Tropical beach

La fioritura algale della Reflecting Pool di Trump: spiegata ai lettori di lingua spagnola

Oltre all’Iran, all’inflazione e ai tribunali, nelle ultime settimane il presidente Donald Trump sta combattendo una guerra persa contro un altro avversario: le alghe dello stagno.

Nell’ambito del suo più ampio tentativo di “abbellire” Washington, DC, in vista del rapido avvicinarsi del 250° compleanno della nazione, Trump voleva mettere in ordine la Reflecting Pool del Lincoln Memorial e darle una tinta “blu come la bandiera americana”. La piscina da 6,5 milioni di galloni fu prosciugata, rivestita con un rivestimento blu e riempita di nuovo — a un costo di oltre 16 milioni di dollari.

Finora quell’iniziativa sembra aver avuto l’effetto contrario.
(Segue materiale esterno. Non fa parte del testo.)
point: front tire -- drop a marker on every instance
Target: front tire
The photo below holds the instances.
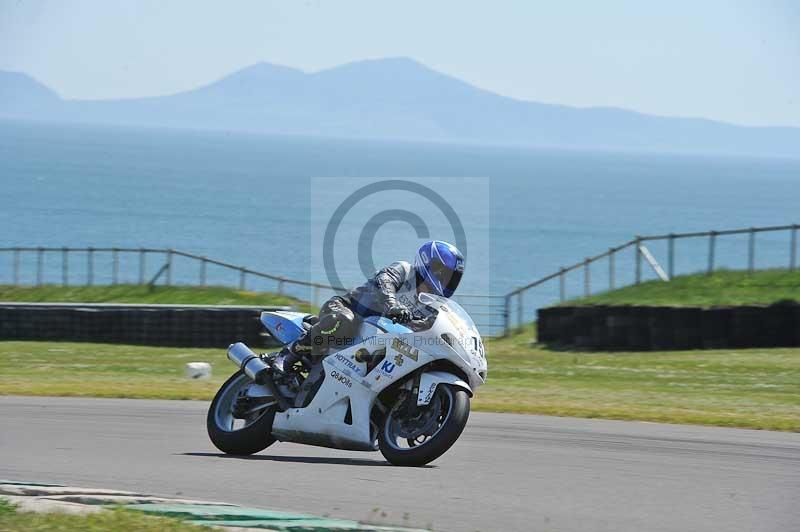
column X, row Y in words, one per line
column 256, row 433
column 447, row 421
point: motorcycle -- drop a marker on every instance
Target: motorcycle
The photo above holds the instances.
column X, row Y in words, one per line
column 402, row 389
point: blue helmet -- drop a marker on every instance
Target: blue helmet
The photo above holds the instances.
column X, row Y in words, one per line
column 441, row 266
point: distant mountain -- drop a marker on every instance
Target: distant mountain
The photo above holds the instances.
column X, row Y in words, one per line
column 392, row 99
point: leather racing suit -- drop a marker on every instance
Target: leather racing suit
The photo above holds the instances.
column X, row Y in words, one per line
column 391, row 291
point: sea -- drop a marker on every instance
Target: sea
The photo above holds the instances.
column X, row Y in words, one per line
column 266, row 202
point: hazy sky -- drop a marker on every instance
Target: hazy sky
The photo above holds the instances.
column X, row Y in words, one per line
column 732, row 60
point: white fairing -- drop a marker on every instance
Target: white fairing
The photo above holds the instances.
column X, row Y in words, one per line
column 452, row 337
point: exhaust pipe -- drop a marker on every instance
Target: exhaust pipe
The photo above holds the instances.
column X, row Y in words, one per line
column 250, row 363
column 258, row 370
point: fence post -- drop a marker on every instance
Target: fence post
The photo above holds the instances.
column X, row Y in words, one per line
column 16, row 267
column 114, row 265
column 671, row 255
column 64, row 267
column 587, row 290
column 712, row 238
column 39, row 260
column 90, row 267
column 141, row 265
column 611, row 269
column 506, row 313
column 169, row 267
column 638, row 259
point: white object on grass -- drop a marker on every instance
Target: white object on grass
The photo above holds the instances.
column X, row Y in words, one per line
column 198, row 370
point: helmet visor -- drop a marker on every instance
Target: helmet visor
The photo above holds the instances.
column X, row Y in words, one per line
column 448, row 277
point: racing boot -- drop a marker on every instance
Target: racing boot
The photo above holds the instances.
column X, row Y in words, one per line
column 287, row 357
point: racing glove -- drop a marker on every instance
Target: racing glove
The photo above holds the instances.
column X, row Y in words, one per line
column 399, row 313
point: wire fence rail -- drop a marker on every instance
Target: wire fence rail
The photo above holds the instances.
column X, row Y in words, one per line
column 514, row 301
column 96, row 266
column 494, row 314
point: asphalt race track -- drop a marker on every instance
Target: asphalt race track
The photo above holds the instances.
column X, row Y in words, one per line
column 507, row 472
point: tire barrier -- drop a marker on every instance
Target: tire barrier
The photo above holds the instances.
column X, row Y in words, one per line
column 649, row 328
column 158, row 325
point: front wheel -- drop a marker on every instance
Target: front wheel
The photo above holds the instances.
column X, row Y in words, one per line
column 417, row 436
column 238, row 424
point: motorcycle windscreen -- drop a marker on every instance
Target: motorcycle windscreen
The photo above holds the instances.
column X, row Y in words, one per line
column 282, row 328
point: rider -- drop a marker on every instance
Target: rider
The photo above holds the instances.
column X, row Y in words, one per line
column 391, row 292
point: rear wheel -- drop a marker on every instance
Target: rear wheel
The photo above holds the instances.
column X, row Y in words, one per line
column 422, row 434
column 238, row 424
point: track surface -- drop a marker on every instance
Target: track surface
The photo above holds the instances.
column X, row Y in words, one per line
column 507, row 472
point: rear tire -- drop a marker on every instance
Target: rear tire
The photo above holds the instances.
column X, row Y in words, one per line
column 454, row 422
column 250, row 439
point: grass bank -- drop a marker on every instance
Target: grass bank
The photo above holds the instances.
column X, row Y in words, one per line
column 13, row 520
column 178, row 295
column 755, row 388
column 701, row 290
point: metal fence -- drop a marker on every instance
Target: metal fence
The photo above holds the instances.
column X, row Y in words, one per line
column 494, row 315
column 71, row 266
column 638, row 252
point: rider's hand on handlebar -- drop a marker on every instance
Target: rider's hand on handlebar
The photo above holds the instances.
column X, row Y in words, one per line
column 399, row 314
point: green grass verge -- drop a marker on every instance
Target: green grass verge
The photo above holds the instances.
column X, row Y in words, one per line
column 13, row 520
column 178, row 295
column 755, row 388
column 701, row 290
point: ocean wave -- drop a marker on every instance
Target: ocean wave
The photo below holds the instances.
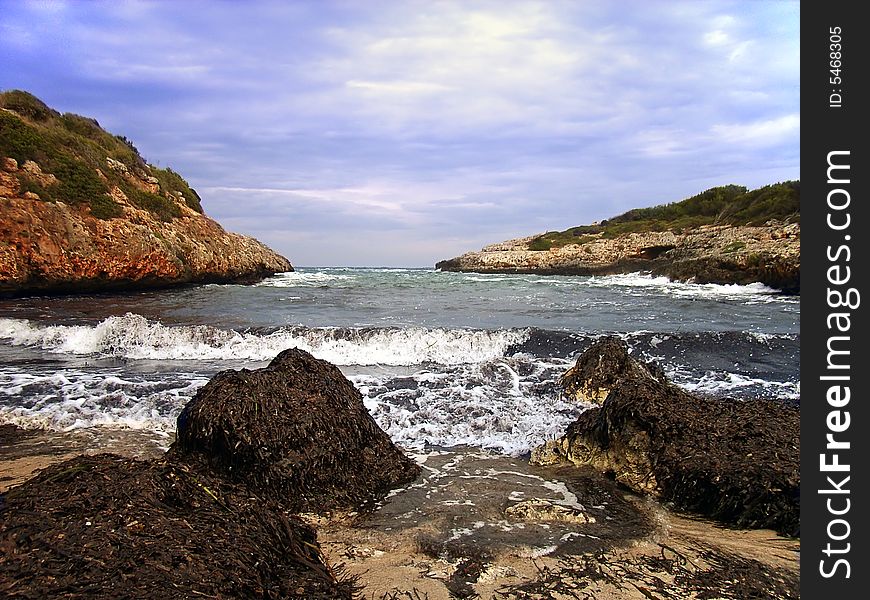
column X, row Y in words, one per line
column 73, row 399
column 757, row 292
column 302, row 279
column 723, row 383
column 135, row 337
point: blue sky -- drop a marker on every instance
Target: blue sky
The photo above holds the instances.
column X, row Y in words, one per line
column 399, row 133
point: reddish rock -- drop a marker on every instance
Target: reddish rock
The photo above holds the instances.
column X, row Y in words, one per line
column 55, row 248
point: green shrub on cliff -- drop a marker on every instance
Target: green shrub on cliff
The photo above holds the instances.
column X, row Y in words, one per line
column 725, row 205
column 75, row 150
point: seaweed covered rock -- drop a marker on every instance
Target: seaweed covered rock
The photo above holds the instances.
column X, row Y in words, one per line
column 108, row 527
column 735, row 461
column 297, row 430
column 602, row 366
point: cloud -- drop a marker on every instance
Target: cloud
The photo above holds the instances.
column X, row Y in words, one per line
column 425, row 123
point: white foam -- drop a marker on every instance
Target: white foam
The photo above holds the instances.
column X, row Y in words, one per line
column 72, row 399
column 509, row 405
column 133, row 336
column 302, row 279
column 720, row 383
column 752, row 293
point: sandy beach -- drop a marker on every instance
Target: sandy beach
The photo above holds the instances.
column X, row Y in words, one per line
column 447, row 535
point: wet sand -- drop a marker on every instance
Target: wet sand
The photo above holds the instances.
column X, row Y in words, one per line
column 478, row 525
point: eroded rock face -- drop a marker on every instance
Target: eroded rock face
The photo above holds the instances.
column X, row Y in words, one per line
column 296, row 430
column 723, row 254
column 602, row 366
column 735, row 461
column 53, row 247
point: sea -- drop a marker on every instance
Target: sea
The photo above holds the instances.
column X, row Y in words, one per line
column 441, row 359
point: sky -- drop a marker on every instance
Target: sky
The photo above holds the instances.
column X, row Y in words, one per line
column 400, row 133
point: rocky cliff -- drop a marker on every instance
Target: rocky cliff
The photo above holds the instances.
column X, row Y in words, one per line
column 81, row 211
column 705, row 252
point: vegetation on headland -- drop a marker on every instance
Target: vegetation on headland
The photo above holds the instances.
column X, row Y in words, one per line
column 724, row 205
column 86, row 161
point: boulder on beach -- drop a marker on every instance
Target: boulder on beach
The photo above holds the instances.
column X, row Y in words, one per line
column 296, row 430
column 602, row 366
column 109, row 527
column 737, row 461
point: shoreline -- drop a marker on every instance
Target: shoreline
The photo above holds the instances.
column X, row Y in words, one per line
column 446, row 534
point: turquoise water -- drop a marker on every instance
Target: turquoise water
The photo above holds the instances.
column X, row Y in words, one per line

Poco dopo che la piscina fu riempita all’inizio di questo mese, le alghe iniziarono a diffondersi nell’acqua, rendendola melmosa. Il rivestimento blu ha cominciato a sfaldarsi. E anche dopo che i funzionari federali hanno versato bottiglie di perossido di idrogeno, l’esplosione di alghe persisteva.

Riuscirà il presidente a liberare la piscina dall’alga entro il 4 luglio? Diversi scienziati con cui ho parlato erano scettici sull’idea di sterminare questo microorganismo. E se l’acqua dovesse presto apparire più pulita, dicono che è solo una questione di tempo prima che le alghe ritornino.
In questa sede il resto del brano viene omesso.